Aunque muchos venezolanos se sienten incómodos con esta situación, para Maduro es invaluable. A diferencia de sus homólogos venezolanos, el personal de inteligencia y seguridad cubano no tiene que escuchar a sus familias quejarse por la falta de alimentos, medicinas o ropa. Como no se dejan arrastrar por la ira y la frustración de los venezolanos con el régimen, este arreglo ha resistido un grado extraordinario de turbulencia política, incluso cuando la economía colapsa y la gente vota con los pies.

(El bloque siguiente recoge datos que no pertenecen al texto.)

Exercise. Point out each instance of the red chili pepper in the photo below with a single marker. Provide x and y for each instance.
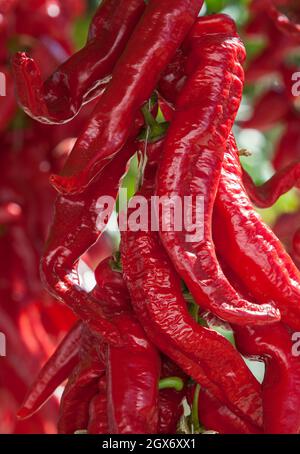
(73, 232)
(282, 376)
(133, 375)
(54, 372)
(269, 61)
(158, 302)
(271, 108)
(170, 408)
(8, 104)
(81, 77)
(266, 194)
(215, 415)
(81, 388)
(288, 148)
(192, 163)
(241, 237)
(133, 81)
(133, 369)
(98, 423)
(283, 22)
(296, 243)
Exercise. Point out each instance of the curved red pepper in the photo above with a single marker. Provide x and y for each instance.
(242, 237)
(81, 388)
(73, 232)
(158, 302)
(282, 377)
(170, 408)
(133, 369)
(215, 415)
(288, 148)
(54, 372)
(271, 108)
(266, 194)
(132, 376)
(98, 423)
(81, 77)
(192, 163)
(133, 81)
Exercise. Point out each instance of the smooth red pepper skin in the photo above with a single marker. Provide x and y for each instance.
(8, 104)
(283, 22)
(170, 400)
(161, 309)
(54, 372)
(81, 77)
(279, 46)
(282, 377)
(215, 415)
(98, 422)
(133, 369)
(288, 148)
(192, 164)
(271, 108)
(81, 388)
(73, 232)
(241, 237)
(133, 81)
(266, 194)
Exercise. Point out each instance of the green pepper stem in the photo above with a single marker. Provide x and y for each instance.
(171, 383)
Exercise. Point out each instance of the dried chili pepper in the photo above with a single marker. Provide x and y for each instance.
(170, 408)
(266, 194)
(81, 388)
(55, 371)
(73, 232)
(282, 376)
(133, 374)
(80, 78)
(192, 165)
(215, 415)
(271, 108)
(288, 148)
(133, 81)
(158, 302)
(98, 422)
(267, 269)
(133, 368)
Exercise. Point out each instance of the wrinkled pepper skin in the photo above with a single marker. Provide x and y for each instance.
(54, 372)
(241, 236)
(170, 400)
(79, 79)
(266, 194)
(192, 163)
(283, 22)
(133, 368)
(73, 232)
(271, 108)
(288, 148)
(215, 415)
(81, 388)
(133, 81)
(155, 291)
(282, 377)
(132, 376)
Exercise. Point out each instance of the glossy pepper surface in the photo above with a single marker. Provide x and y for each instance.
(192, 165)
(133, 81)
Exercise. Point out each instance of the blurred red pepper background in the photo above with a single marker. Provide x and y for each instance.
(268, 123)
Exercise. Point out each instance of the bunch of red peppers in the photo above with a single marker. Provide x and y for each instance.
(143, 350)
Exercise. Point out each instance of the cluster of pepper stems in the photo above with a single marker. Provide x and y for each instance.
(144, 340)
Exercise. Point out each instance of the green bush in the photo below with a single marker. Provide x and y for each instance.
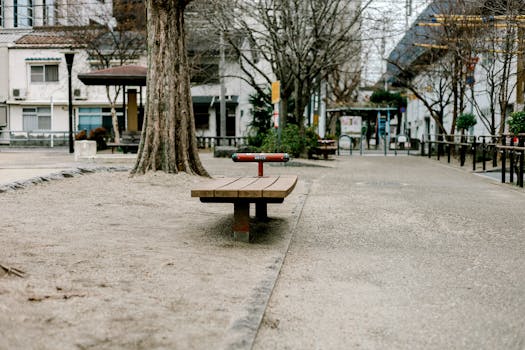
(517, 122)
(465, 121)
(291, 141)
(81, 135)
(99, 135)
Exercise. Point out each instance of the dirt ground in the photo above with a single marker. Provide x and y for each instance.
(366, 253)
(119, 262)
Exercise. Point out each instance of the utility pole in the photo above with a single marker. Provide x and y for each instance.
(222, 73)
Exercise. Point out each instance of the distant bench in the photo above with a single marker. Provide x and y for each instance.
(129, 142)
(324, 148)
(241, 191)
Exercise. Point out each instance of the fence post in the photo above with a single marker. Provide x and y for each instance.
(520, 169)
(483, 153)
(429, 146)
(503, 160)
(511, 160)
(474, 149)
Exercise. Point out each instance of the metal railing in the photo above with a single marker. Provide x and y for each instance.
(205, 142)
(512, 148)
(34, 138)
(508, 148)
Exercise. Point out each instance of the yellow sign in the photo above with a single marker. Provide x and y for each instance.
(276, 92)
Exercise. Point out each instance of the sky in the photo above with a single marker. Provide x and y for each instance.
(384, 24)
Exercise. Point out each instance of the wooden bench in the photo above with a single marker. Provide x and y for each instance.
(242, 191)
(324, 148)
(129, 142)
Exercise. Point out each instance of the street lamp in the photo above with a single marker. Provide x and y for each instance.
(69, 61)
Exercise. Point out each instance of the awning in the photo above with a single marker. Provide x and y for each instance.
(116, 76)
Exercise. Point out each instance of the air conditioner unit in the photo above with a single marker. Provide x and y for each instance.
(80, 94)
(18, 94)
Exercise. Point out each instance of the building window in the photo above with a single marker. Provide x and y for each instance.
(36, 118)
(44, 73)
(201, 113)
(22, 13)
(205, 74)
(49, 12)
(89, 118)
(96, 117)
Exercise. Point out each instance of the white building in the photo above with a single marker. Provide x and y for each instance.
(422, 61)
(34, 78)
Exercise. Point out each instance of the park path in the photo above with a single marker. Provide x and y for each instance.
(401, 253)
(366, 253)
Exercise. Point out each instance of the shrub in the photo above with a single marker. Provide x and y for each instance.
(465, 121)
(99, 135)
(81, 135)
(291, 141)
(517, 122)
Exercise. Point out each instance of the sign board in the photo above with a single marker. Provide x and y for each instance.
(3, 116)
(276, 92)
(351, 125)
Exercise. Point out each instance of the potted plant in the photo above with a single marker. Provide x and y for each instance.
(465, 121)
(517, 122)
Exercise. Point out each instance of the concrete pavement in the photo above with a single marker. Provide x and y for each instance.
(24, 164)
(386, 253)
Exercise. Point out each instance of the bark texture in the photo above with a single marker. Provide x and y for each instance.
(168, 141)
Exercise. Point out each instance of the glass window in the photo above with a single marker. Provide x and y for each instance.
(36, 118)
(45, 73)
(37, 74)
(22, 13)
(89, 118)
(201, 113)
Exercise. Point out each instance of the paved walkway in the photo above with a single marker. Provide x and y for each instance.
(385, 253)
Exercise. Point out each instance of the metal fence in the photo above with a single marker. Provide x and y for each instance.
(15, 138)
(508, 149)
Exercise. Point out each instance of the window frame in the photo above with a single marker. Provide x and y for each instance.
(44, 74)
(40, 114)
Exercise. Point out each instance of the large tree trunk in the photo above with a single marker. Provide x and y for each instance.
(168, 138)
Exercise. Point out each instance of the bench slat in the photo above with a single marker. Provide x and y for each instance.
(232, 189)
(280, 188)
(255, 189)
(207, 189)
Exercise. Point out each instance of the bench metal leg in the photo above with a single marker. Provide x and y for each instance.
(261, 210)
(241, 221)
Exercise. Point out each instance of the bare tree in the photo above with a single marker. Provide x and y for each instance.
(303, 40)
(502, 45)
(168, 138)
(113, 41)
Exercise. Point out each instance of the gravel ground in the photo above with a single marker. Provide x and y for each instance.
(367, 252)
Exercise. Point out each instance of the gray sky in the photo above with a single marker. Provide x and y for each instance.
(384, 25)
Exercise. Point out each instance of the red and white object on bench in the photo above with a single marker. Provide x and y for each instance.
(260, 158)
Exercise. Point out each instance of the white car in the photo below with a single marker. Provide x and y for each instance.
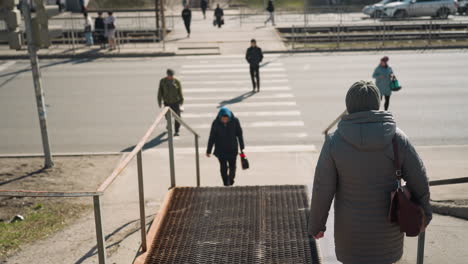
(418, 8)
(376, 10)
(463, 7)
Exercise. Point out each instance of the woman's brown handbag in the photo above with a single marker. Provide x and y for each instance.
(403, 209)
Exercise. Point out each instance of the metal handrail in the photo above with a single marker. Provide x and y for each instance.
(137, 151)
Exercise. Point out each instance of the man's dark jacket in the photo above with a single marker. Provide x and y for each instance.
(187, 15)
(225, 138)
(254, 55)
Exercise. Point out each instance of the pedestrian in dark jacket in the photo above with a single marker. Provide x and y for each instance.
(356, 169)
(170, 92)
(187, 17)
(219, 14)
(254, 56)
(99, 30)
(383, 76)
(271, 11)
(204, 6)
(226, 136)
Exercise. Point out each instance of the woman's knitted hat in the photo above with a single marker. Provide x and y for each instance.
(362, 96)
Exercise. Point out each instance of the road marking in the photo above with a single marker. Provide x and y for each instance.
(245, 70)
(246, 76)
(248, 149)
(242, 89)
(6, 65)
(233, 82)
(233, 65)
(262, 124)
(238, 56)
(271, 96)
(243, 114)
(241, 104)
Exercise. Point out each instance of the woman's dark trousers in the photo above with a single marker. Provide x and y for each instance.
(228, 170)
(255, 75)
(387, 102)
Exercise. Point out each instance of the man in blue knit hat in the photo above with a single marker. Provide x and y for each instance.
(226, 136)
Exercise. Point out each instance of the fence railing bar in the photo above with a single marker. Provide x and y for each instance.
(27, 193)
(449, 181)
(134, 152)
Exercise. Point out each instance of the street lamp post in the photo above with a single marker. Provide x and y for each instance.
(36, 72)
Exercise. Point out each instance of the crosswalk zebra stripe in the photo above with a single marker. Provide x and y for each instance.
(243, 114)
(245, 70)
(262, 124)
(233, 65)
(230, 81)
(264, 96)
(250, 104)
(241, 89)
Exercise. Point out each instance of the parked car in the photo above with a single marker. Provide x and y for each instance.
(376, 10)
(417, 8)
(463, 7)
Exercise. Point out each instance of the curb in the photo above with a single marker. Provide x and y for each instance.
(458, 211)
(71, 154)
(173, 54)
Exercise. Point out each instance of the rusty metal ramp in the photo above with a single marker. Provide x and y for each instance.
(251, 224)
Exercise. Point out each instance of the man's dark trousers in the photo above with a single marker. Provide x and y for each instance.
(176, 109)
(255, 75)
(228, 170)
(187, 25)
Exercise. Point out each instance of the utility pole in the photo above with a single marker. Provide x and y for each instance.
(41, 110)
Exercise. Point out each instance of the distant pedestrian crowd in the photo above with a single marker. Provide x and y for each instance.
(102, 32)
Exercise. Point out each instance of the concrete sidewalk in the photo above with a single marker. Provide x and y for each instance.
(205, 39)
(76, 244)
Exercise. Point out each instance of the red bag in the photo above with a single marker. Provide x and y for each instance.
(403, 210)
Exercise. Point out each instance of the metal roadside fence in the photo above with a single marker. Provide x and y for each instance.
(97, 194)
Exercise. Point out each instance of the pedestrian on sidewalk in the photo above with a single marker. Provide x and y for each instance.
(219, 16)
(226, 136)
(109, 23)
(170, 93)
(254, 56)
(204, 6)
(271, 11)
(356, 168)
(88, 30)
(383, 76)
(99, 30)
(187, 17)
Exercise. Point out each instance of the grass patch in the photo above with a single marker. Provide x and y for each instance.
(40, 221)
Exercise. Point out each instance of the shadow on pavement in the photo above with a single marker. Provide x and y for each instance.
(150, 144)
(134, 227)
(22, 177)
(236, 99)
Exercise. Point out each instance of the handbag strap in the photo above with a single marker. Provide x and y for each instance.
(396, 159)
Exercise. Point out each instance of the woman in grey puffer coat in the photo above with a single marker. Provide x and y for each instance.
(356, 169)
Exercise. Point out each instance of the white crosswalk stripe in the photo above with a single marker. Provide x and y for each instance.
(270, 118)
(6, 65)
(255, 104)
(223, 97)
(245, 114)
(233, 65)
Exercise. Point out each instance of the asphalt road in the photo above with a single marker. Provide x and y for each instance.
(106, 105)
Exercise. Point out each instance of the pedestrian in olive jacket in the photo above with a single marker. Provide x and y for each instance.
(170, 92)
(226, 136)
(383, 76)
(355, 168)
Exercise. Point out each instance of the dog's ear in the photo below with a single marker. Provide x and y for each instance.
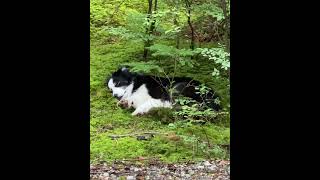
(124, 69)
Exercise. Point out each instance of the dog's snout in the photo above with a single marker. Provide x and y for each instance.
(117, 96)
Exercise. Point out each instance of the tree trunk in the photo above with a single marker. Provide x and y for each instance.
(176, 23)
(147, 43)
(188, 6)
(226, 36)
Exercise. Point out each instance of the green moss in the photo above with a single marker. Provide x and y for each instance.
(108, 119)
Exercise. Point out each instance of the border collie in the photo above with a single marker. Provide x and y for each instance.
(144, 92)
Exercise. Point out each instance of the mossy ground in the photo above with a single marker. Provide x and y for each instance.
(108, 119)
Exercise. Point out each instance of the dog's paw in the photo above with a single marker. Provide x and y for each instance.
(137, 113)
(123, 103)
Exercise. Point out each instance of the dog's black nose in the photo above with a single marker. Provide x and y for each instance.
(118, 97)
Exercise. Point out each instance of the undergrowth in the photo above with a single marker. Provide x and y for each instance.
(178, 140)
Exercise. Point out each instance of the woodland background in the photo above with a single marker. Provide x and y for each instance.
(166, 38)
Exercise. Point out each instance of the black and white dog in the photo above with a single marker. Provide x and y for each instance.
(144, 92)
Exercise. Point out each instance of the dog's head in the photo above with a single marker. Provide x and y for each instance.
(119, 81)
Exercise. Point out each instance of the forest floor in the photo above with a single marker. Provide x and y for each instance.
(206, 170)
(166, 146)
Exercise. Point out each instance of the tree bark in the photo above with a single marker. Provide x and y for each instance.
(188, 6)
(147, 43)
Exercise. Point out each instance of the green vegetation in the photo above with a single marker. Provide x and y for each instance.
(159, 42)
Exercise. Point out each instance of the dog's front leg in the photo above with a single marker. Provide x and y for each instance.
(142, 109)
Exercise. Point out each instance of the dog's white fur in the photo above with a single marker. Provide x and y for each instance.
(140, 99)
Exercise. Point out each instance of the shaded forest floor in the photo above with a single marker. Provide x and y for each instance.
(218, 170)
(167, 144)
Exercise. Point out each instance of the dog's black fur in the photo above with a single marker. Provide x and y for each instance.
(158, 86)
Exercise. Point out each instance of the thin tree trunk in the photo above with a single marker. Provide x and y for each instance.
(176, 23)
(226, 36)
(154, 21)
(188, 6)
(147, 43)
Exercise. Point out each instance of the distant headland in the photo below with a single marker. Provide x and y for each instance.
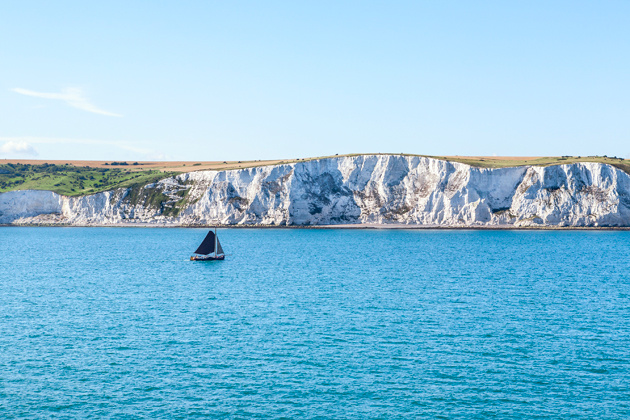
(357, 189)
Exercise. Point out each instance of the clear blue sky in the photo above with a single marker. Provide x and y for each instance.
(219, 80)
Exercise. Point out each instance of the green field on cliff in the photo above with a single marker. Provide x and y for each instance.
(84, 177)
(72, 180)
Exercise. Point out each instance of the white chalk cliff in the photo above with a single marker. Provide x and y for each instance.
(368, 189)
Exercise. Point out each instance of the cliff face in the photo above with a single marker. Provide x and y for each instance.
(350, 190)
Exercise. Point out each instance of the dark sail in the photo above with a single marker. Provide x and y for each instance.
(207, 246)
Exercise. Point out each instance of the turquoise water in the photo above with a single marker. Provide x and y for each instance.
(115, 322)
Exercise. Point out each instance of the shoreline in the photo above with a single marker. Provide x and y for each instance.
(367, 226)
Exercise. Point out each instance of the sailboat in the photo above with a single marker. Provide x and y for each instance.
(210, 249)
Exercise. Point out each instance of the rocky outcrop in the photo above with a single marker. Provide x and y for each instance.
(370, 189)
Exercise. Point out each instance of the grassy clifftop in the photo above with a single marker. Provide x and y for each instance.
(76, 178)
(72, 180)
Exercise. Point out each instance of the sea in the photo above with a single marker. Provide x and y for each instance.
(314, 323)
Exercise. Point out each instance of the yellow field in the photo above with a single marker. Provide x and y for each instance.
(189, 166)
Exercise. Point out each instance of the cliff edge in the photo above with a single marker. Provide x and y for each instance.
(365, 189)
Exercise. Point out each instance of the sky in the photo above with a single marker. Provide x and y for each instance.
(246, 80)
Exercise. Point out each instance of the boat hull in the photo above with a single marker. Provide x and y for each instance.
(207, 258)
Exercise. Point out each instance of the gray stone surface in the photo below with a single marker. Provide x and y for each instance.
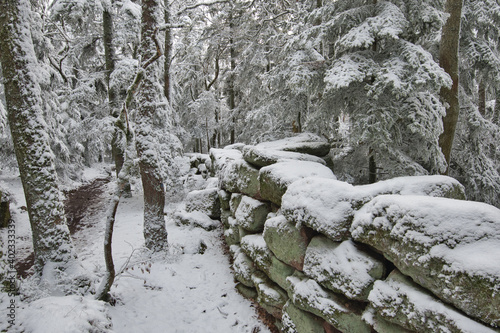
(251, 214)
(204, 201)
(261, 157)
(342, 267)
(243, 266)
(239, 176)
(341, 313)
(402, 302)
(306, 143)
(255, 247)
(297, 321)
(275, 179)
(451, 247)
(286, 240)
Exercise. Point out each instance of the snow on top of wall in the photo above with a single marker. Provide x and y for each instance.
(464, 233)
(402, 292)
(292, 142)
(290, 171)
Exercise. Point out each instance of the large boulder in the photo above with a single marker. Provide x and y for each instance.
(270, 296)
(401, 301)
(195, 219)
(432, 186)
(275, 179)
(239, 176)
(243, 266)
(380, 325)
(204, 201)
(306, 143)
(325, 205)
(450, 247)
(221, 158)
(328, 206)
(286, 240)
(342, 314)
(297, 321)
(251, 214)
(261, 157)
(256, 248)
(342, 267)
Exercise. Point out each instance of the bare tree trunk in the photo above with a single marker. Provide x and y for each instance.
(155, 233)
(168, 54)
(51, 238)
(232, 93)
(117, 143)
(496, 111)
(448, 59)
(482, 98)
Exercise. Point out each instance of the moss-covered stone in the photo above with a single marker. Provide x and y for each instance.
(270, 296)
(225, 198)
(380, 325)
(324, 205)
(275, 179)
(266, 261)
(247, 292)
(286, 240)
(239, 176)
(204, 201)
(341, 313)
(448, 246)
(342, 267)
(297, 321)
(232, 235)
(401, 301)
(243, 266)
(251, 214)
(224, 217)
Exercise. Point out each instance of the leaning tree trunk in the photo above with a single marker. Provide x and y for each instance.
(51, 240)
(448, 59)
(155, 233)
(117, 141)
(168, 54)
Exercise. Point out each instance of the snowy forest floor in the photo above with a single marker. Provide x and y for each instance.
(188, 289)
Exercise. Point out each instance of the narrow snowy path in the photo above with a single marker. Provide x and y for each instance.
(189, 289)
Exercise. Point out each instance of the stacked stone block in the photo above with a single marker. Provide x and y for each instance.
(322, 255)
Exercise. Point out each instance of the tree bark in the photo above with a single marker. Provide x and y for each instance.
(51, 238)
(117, 151)
(496, 111)
(482, 98)
(168, 54)
(448, 59)
(155, 233)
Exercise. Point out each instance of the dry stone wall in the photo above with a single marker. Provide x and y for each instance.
(320, 255)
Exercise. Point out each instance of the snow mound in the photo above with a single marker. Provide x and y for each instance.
(67, 315)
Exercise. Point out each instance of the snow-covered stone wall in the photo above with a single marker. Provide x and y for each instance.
(320, 255)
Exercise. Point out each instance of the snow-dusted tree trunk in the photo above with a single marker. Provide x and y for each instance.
(117, 149)
(155, 233)
(168, 54)
(51, 239)
(448, 59)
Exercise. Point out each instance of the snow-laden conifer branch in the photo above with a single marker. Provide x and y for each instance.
(201, 4)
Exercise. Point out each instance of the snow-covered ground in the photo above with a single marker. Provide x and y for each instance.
(189, 289)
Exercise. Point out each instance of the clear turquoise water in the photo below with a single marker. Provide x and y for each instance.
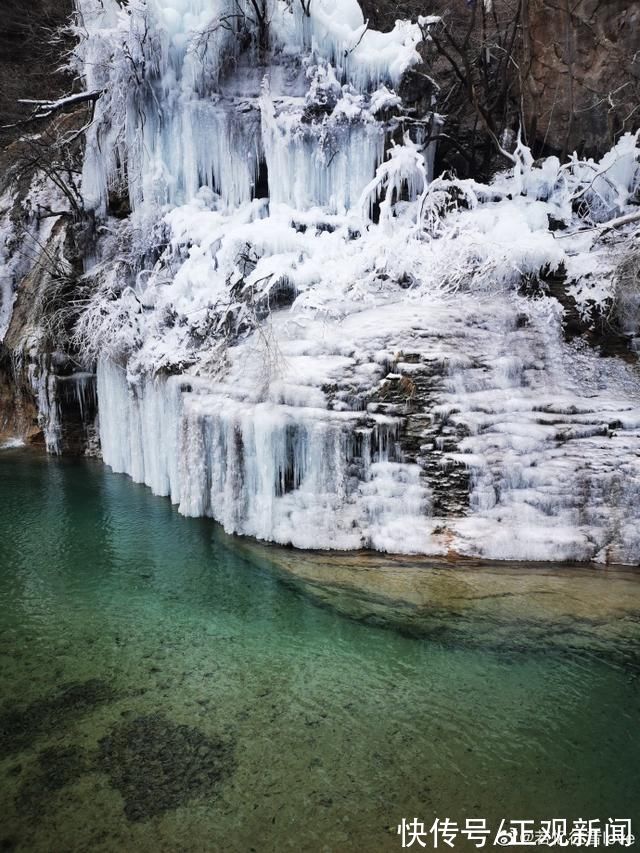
(164, 687)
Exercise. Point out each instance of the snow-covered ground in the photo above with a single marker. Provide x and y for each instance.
(302, 333)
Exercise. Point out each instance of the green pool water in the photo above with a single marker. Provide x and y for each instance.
(166, 687)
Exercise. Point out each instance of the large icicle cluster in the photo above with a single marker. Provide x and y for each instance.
(182, 105)
(303, 334)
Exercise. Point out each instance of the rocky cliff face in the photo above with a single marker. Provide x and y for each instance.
(576, 70)
(582, 89)
(40, 259)
(296, 330)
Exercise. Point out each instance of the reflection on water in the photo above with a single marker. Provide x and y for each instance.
(166, 687)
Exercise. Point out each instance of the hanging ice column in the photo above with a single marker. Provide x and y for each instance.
(299, 476)
(181, 106)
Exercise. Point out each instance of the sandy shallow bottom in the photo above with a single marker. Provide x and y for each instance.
(168, 688)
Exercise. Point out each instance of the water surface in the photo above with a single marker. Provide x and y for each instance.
(166, 687)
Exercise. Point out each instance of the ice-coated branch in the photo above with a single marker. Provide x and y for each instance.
(45, 109)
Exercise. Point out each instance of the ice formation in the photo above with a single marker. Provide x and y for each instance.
(302, 333)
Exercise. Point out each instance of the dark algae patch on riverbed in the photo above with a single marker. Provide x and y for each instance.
(154, 764)
(21, 725)
(158, 765)
(167, 688)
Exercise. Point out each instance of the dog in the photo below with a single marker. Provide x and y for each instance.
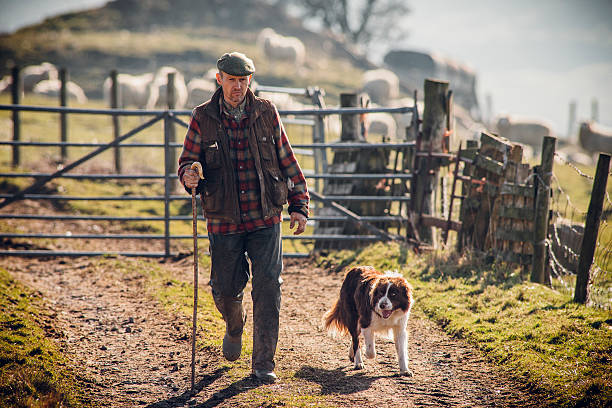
(372, 302)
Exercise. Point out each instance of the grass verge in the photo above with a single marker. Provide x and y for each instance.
(536, 334)
(33, 372)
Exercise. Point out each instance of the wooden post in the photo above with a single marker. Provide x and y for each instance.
(426, 173)
(538, 273)
(16, 100)
(467, 172)
(114, 104)
(591, 229)
(171, 99)
(63, 74)
(594, 110)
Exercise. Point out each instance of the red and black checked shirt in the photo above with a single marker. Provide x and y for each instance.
(246, 175)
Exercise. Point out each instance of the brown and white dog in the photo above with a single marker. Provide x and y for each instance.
(372, 302)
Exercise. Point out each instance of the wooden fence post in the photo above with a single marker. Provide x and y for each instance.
(591, 228)
(467, 172)
(63, 76)
(114, 104)
(538, 273)
(426, 168)
(16, 100)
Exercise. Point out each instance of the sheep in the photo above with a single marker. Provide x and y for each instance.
(526, 131)
(51, 87)
(33, 74)
(279, 47)
(381, 85)
(133, 90)
(199, 90)
(158, 94)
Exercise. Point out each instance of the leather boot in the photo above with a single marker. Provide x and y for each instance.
(233, 313)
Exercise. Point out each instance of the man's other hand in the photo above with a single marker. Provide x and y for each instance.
(300, 219)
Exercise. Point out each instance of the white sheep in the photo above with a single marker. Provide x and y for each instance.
(33, 74)
(381, 85)
(279, 47)
(381, 123)
(523, 130)
(158, 96)
(133, 90)
(199, 90)
(51, 88)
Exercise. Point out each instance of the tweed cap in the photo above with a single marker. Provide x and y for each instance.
(236, 63)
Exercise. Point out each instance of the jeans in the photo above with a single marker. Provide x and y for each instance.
(230, 274)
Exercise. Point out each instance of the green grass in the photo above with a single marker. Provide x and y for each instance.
(33, 373)
(537, 334)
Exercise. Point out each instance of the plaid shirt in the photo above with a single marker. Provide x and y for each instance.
(246, 174)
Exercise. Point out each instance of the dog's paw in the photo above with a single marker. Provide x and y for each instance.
(406, 373)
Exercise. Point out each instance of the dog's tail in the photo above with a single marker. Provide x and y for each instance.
(334, 319)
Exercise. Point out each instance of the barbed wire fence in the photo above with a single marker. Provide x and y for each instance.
(565, 240)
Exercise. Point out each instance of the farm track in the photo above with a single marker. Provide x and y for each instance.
(130, 351)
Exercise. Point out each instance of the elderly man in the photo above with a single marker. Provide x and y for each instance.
(250, 172)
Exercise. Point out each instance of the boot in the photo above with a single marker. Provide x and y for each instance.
(233, 313)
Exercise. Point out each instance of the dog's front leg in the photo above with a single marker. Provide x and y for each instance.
(368, 337)
(401, 346)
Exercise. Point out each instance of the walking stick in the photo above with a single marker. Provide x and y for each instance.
(198, 167)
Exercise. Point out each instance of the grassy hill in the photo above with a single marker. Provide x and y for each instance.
(140, 36)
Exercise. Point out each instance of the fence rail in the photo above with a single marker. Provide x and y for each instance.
(169, 146)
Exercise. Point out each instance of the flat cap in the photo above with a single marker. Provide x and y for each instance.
(236, 63)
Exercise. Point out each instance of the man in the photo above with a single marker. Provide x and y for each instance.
(250, 171)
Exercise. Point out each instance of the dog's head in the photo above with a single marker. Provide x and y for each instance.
(390, 292)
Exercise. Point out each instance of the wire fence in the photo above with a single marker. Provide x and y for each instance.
(566, 233)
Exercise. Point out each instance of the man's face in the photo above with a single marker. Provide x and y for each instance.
(234, 87)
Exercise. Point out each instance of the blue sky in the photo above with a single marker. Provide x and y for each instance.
(532, 57)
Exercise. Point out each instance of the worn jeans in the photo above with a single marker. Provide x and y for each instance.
(230, 274)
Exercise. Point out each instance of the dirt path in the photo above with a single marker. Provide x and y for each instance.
(132, 353)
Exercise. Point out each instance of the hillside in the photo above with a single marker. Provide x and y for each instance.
(140, 36)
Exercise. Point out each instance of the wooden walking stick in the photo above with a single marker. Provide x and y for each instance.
(198, 167)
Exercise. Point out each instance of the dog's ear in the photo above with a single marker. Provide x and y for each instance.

Mientras el contingente cubano esté en Venezuela, es seguro asumir que los militares locales no se rebelarán contra Maduro, a menos, por supuesto, que las órdenes vengan del gobierno cubano. Eso parece poco probable: el despiadado ex ministro del Interior de Cuba, Ramiro Valdés, tal vez ya no supervise las operaciones en Venezuela, pero el gobierno no se ha desviado de los principios que lo guiaron.
Los países que buscan una salida al impasse actual en Venezuela, entre ellos Estados Unidos, México, Colombia y Brasil, harían bien en conseguir la cooperación cubana para una solución pacífica y democrática a la crisis de gobernabilidad. Con una importante presencia cubana en el país, nadie debería contar con que los militares se vuelvan contra Maduro.